Seventeen
--------------------
Disclaimer: I invented Akira. I wrote the whole thing, beginning to release parts of the manga when I was not yet out of my mother's womb. Ambition's been in the family since way back. Yamagata and Kai are my characters, and – ... C'mon, you all know I didn't make this stuff. I just love writing about it! Bwa.
Warnings: Very angst-ridden. There's some French in here that ought to be apologized for – literally, in one case – so if swearing's not your cup of tea, steer clear. I suppose there could be slashfluff in here if you really feel like interpreting it that way, but as you can probably tell from the genres I've labelled this with, I didn't design it to be that way. Take your pick.
Notes: I'm not sure what kind of a timeline the Akira manga goes by, but I've got a feeling I'm stretching it out a bit in this fic. Anyhow, this is an angsty little fic that I wrote for Yamagata's birthday (Nov. 9, 2003). Any references to actual events in the Akira storyline are manga-oriented, but you don't need to have read the manga to understand this. (Although I highly suggest reading the manga if you haven't already.
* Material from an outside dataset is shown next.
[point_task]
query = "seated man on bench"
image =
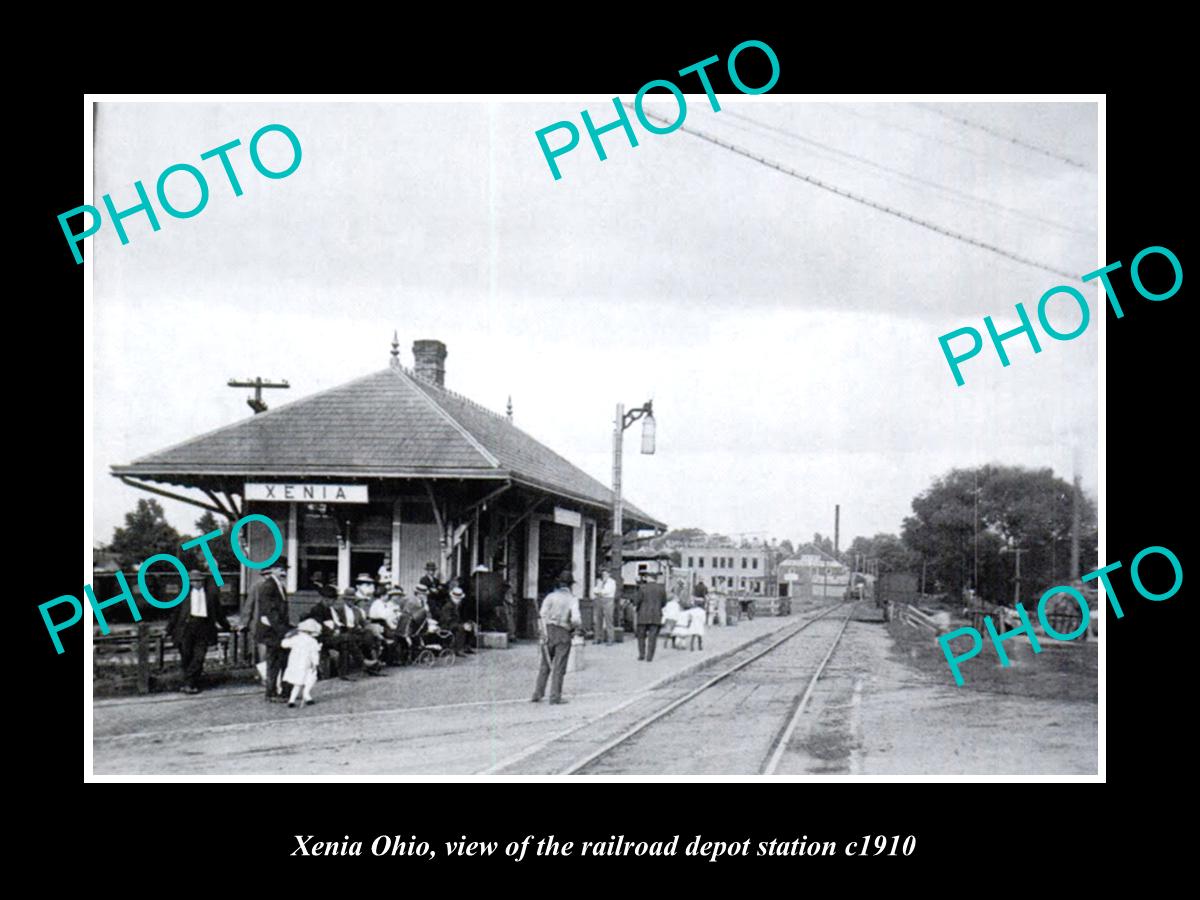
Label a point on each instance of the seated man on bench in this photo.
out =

IT IS GOD. I mean... good. It's good. shifty eyes)
Hope you enjoy!
---------------------
It was cold, and there was nowhere to go. Bigger men, tougher men – bigger, tougher women, too, had muscled their way to the shelters, first. The big, anorexic skyscrapers, thin sheets of haphazardly painted wood and cardboard over bruised skeletons, and nothing on the inside, nothing a building should have had.
Should've bought a better coat while I still could. But how could I have known this would happen? No one knew, ever. No one would have guessed at the kind of shit this place'd turn into.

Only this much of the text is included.